Низко сгибаясь в дверях, ко мне через час-другой входил Курт. Он ничего не говорил. Пройдется по амбару, поскрипит половицей и, тяжело вздохнув, молча выйдет.
Один раз сказал:
— Пускай этот сумасшедший еще попробует... Я буду стрелять. Открывать огонь!..
Уже заходило солнце, когда снова показался бавар, Чем-то приободренный, он сразу же с улицы поспешил к амбару. Пролез в двери, загородив на момент свет.
— Я был в лагере, русский,— говорит с явным удовольствием, что все ему удалось уладить.— Ты будешь тут, пока не поправишься... Тут останется и Курт. Бавар будет давать вам есть. Русский тут хорошо отдохнет, и... пускай он не обижается на господина офицера. Он много видел горя... он больной человек.
Последнее бавар произнес уже за дверями, а минут через десять появился снова: ввалился с набитым соломой матрацем и, положив его прямо на пол, прошелся по нему коленями.
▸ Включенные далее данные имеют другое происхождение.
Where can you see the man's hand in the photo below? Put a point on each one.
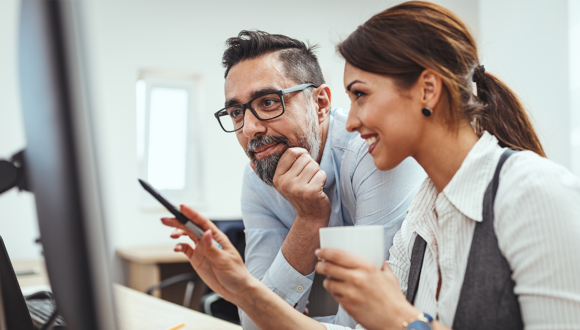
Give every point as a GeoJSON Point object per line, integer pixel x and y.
{"type": "Point", "coordinates": [300, 180]}
{"type": "Point", "coordinates": [221, 269]}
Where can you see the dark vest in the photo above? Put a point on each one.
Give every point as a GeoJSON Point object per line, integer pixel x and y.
{"type": "Point", "coordinates": [487, 300]}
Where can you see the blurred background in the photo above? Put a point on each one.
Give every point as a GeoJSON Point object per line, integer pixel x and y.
{"type": "Point", "coordinates": [156, 80]}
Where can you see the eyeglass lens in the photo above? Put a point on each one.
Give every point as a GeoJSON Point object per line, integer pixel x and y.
{"type": "Point", "coordinates": [266, 107]}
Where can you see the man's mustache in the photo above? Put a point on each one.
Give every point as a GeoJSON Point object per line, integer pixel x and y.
{"type": "Point", "coordinates": [259, 141]}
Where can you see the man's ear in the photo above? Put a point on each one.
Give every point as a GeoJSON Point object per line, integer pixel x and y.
{"type": "Point", "coordinates": [431, 88]}
{"type": "Point", "coordinates": [322, 99]}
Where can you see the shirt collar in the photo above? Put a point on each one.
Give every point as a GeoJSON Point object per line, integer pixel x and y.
{"type": "Point", "coordinates": [327, 161]}
{"type": "Point", "coordinates": [467, 187]}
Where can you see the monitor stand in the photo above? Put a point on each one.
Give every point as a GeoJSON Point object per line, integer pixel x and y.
{"type": "Point", "coordinates": [13, 173]}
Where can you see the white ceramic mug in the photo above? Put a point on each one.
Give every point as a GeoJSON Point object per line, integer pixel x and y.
{"type": "Point", "coordinates": [364, 241]}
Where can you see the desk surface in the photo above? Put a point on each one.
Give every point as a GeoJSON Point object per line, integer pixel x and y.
{"type": "Point", "coordinates": [138, 311]}
{"type": "Point", "coordinates": [152, 255]}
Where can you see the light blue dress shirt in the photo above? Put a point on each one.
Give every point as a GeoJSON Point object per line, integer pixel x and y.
{"type": "Point", "coordinates": [359, 194]}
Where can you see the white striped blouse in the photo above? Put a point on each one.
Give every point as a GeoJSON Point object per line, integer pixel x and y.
{"type": "Point", "coordinates": [537, 223]}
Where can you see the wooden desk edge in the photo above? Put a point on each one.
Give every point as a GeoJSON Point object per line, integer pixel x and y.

— Вам тут будет, гут!..— засмеялся и довольный спокойно удалился из амбара.
Так с «легкой» руки обера я провалялся в баваровом амбаре целых шесть дней. Все это время я находился под наблюдением Эрны. Бывают же на свете люди!.. Кто я был ей? Тяжкой судьбы человек, чужеземец, случайно оказавшийся рядом. Сегодня он тут, а завтра его может и не быть. Пойдет своей дорогой и скроется навсегда... Возможно, и такие были мысли у Эрны, но это не мешало ей оставаться собой — скромной, горемычной и хлопотливой Эрной, у которой каждый раз ласковым блеском загорались глаза от сознания того, что и она может принести какую-то пользу.
В эти дни она просто ожила. Как-то энергичнее ходила по двору, кормила и холила баварову скотину, хлопотала на кухне и каждую свободную минуту забегала в амбар. Это кроме того, что три раза в день она приносила мне и Курту еду.
В первый вечер, когда бавар, положив Курту матрац, вышел из амбара довольный, что все удалось уладить, Эрна тут же принесла ужин... В амбаре уже было темновато, но я хорошо видел печальное, измученное лицо Эрны. Я криво улыбнулся ей.
— Что делает господин офицер?.. Вы спросите у него, Эрна, что ему сделал Минск?.. Я должен знать это — хотя бы как цену...— и кивнул на свое плечо.
Прислонившись спиной к стене, она долго молчала, будто ей тяжело было развязать язык. И вдруг заговорила быстро и горячо:
— Там убили комиссара Кубе. Господин офицер служил в его охране, и ему было очень хорошо. Потом их всех разогнали и как штрафников бросили на фронт. На фронте русские его сделали калекой, нему теперь плохо жить... хоть делай себе капут! — Эрна заговорщически кивнула на Курта, который сидел с миской на дворе, и приложила палец к губам.
«Ах вот оно что!.. Вот когда оно откликнулось!.. Ну коли так, не стоит обижаться. У обера положение куда хуже...»
После этого коротенького разговора у Эрны действительно развязался язык.